Curiosity monitors radiation and spots elusive whirlwinds on Mars.


Hi, I’m Ashwin Vasavada, the deputy project scientist for the Curiosity rover and this is our Curiosity rover update.

A lot of what this mission is about is figuring out the possibility that ancient Mars was a habitable environment. But we’re also studying the present environment. Two instruments that help with that are the RAD instrument and the REMS instrument.

The RAD instrument is a radiation assessment detector. It measures the high-energy radiation coming up from the cosmic rays and the sun. That radiation is changed as it goes through Mars’ atmosphere to where we detect it on the surface.

By measuring the radiation at Mars’ surface Curiosity is helping prepare for human missions to Mars.

Another instrument that Curiosity has that measures the modern environment is called the rover environmental monitoring station. It’s basically our weather station. We measure a lot of things including pressure, and humidity, temperature and wind.

It’s been seeing little dips in pressure around noon that seemed like the signature of dust devils. Only thing is our pictures haven’t turned up any dust devils.

Spirit and Opportunity saw lots of dust devils moving across the horizon. Our best guess at what’s going on is that Curiosity is seeing dust devils go right over it, only thing is we’re not seeing the dust devils.

So what we think is happening is the same sorts of vortexes, driven by convection are occurring on mars at the Curiosity’s site but just not picking up dust.

Another thing that REMS has been measuring is winds. Turns out we’re in a pretty interesting place inside of Gale Crater. We’re right at the base of a 5-kilometer high mountain to the south of us and then there’s a pretty tall crater rim to the north of us and we’re sitting in kind of a flat depression between the two.

The winds blow up and down the mountain as the temperature changes during the day and up and down the crater slops and then along the depression where we’re at.

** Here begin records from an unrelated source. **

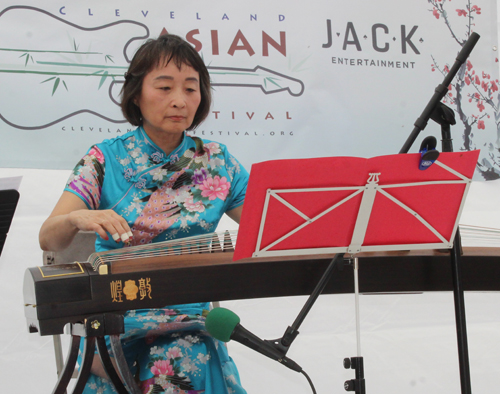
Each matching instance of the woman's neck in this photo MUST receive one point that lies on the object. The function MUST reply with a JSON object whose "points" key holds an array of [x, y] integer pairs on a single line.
{"points": [[165, 141]]}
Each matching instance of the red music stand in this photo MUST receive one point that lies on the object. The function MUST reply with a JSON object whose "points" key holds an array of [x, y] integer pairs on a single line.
{"points": [[351, 205]]}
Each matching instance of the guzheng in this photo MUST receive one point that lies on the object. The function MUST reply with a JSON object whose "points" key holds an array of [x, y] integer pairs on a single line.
{"points": [[202, 270]]}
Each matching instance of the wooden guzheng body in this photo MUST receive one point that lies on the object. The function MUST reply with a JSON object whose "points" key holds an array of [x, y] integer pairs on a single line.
{"points": [[57, 295]]}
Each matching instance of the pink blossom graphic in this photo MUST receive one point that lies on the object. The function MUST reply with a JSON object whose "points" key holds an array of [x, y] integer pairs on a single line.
{"points": [[480, 106], [216, 187]]}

So right now we’re trying to figure out from the REMS data exactly which parts of that wind field we’re measuring.

With Thanksgiving coming up we’ve been preparing a few days worth of commands to send up to the rover to keep it busy while people here take some much needed time off. The rover will be acquiring a big panorama of our surroundings while we’re away.

I’m Ashwin Vasavada and this has been your Curiosity rover update.